Close on the heels of the establishment of diplomatic relations between Israel and the United Arab Emirates (UAE), Ohr Torah Stone (OTS), an international Modern Orthodox movement, launched a new program to foster interfaith dialogue, understanding and relationships between Jews and people of other faiths.
The program, Blickle Institute for Interfaith Dialogue, began October 26, 2020.
OTS describes the mission of Blickle Institute as “a systematic approach to interfaith understanding and relations.”
In a The Jerusalem Post interview, OTS President Kenneth Brander said the institute will “engage leading educational and rabbinic figures from the Jewish religious community to be partners in creating a new paradigm for how Judaism relates to other religions and how the Jewish people relate to non-Jews in our midst.” He believes the Jewish community in Israel must “not just tolerate the ‘other’ but ...engage and learn from the other” and it must share this belief with intellectuals, leaders and future leaders.
Ohr Torah Stone was founded in1983, and the Blickle Institute for Interfaith Dialogue is “the next step” in the OTS “mission of broadening Jewish education.”
Rabbi Yaakov Nagen, the new institute’s founding director, is a native New Yorker who teaches at the Otniel Yeshiva in a Jewish settlement near Hebron in the West Bank.

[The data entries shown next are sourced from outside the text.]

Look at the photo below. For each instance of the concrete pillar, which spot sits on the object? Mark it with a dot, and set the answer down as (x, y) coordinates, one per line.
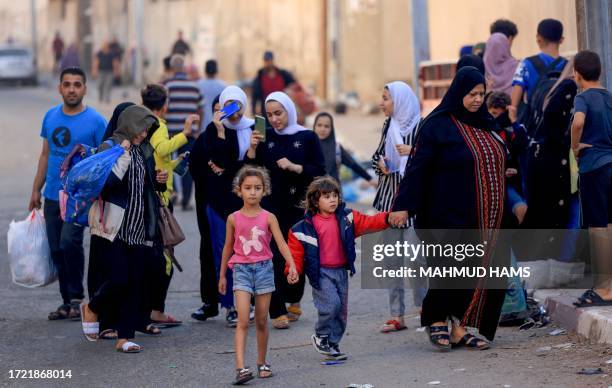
(420, 38)
(594, 33)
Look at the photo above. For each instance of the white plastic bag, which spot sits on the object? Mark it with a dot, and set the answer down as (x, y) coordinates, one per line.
(28, 250)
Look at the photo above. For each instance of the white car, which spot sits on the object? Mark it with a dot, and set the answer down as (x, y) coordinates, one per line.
(17, 64)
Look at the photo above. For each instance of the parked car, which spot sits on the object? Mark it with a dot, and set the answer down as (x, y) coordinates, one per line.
(17, 64)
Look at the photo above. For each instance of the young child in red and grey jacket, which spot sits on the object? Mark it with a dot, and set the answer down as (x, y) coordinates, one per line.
(323, 246)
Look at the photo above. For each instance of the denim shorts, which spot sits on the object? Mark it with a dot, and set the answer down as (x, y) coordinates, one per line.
(256, 278)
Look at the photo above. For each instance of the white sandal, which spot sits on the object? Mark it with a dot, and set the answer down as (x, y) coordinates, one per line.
(125, 348)
(91, 330)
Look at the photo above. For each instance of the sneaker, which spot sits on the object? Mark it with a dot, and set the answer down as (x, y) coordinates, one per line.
(252, 315)
(336, 353)
(231, 317)
(204, 312)
(321, 344)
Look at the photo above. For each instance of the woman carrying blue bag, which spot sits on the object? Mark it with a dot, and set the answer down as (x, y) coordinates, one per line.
(123, 225)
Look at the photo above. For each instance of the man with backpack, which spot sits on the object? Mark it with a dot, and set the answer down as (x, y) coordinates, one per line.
(64, 126)
(547, 185)
(529, 72)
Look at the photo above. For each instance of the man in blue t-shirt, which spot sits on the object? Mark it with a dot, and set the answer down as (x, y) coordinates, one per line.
(592, 145)
(549, 37)
(64, 126)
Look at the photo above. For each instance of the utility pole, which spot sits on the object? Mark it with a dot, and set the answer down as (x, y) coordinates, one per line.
(420, 39)
(138, 50)
(34, 32)
(333, 35)
(84, 36)
(594, 33)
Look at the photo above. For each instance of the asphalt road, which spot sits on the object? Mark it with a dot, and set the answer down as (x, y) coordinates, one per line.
(199, 354)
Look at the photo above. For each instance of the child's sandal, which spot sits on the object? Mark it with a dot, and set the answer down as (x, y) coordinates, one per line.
(264, 368)
(437, 334)
(293, 313)
(471, 342)
(243, 375)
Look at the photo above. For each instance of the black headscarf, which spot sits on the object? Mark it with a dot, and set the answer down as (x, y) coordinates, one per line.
(112, 123)
(471, 60)
(465, 80)
(328, 145)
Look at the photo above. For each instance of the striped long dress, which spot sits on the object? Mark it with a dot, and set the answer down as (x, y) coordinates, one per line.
(387, 184)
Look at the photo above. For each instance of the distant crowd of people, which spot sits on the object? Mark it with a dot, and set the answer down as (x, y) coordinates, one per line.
(495, 153)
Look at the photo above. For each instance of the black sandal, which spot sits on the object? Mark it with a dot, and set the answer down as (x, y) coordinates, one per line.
(264, 368)
(242, 376)
(109, 334)
(591, 298)
(437, 334)
(471, 342)
(151, 329)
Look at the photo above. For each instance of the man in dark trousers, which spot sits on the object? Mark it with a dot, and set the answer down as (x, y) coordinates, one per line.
(269, 79)
(65, 125)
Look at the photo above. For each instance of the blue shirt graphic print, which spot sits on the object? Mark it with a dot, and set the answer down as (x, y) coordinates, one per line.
(63, 131)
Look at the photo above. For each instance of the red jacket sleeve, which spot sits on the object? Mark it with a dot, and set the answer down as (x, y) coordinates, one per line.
(297, 252)
(365, 224)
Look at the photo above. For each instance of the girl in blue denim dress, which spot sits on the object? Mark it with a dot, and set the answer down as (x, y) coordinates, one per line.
(249, 232)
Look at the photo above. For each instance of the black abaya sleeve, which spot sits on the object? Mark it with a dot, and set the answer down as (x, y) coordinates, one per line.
(413, 188)
(315, 162)
(351, 163)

He advocates a federative one-state solution to the Israeli-Palestinian conflict with equal rights for both peoples.
He told the Jerusalem Post: “Our goal is to disseminate among our students and fellow community leaders a new approach that focuses on the reality that there is so much more that unites us as people of faith than the political and diplomatic divisions that so often cloud that truth.” In a 2015 article in Haaretz News, Nagen said, “I believe the religious human encounter is the key to everything. When I meet a Palestinian and see how much he loves God—the same God I love—all the barriers fall.”
“The vision of this Institute is to ensure that all peoples can be better educated about fellow monotheistic religions in a way that can foster better relations between our faiths and thus serve as a source of blessing for Israel and the entire world,” said Karl Herman Blickle for whom the institute is named. Blickle is chairman of the Stuttgarter Lehrhaus Foundation for Interreligious Dialogue, an organization devoted to promoting discourse among Jews, Muslims and Christians.
Interest in interfaith dialogue has increased significantly since the August 13, 2020, signing of the Abraham Accords between Israel and the UAE, a loose federation of seven Emirate states comprising Abu Dhabi, Dubai, Sharjah, Ajman, Umm Al Khaymah, Ras al-Khaymah and Fujairah. The UAE is the first Gulf state and the third Arab country after Egypt and Jordan to recognize Israel since the creation of the Jewish state in 1948.
Recently, on the UAE’s Saadiyat Island, construction began on the Abrahamic Family House, a sprawling interfaith complex that will contain a synagogue, mosque and church representing the three Abrahamic faiths of Judaism, Islam and Christianity. The structure is scheduled to be completed in 2022.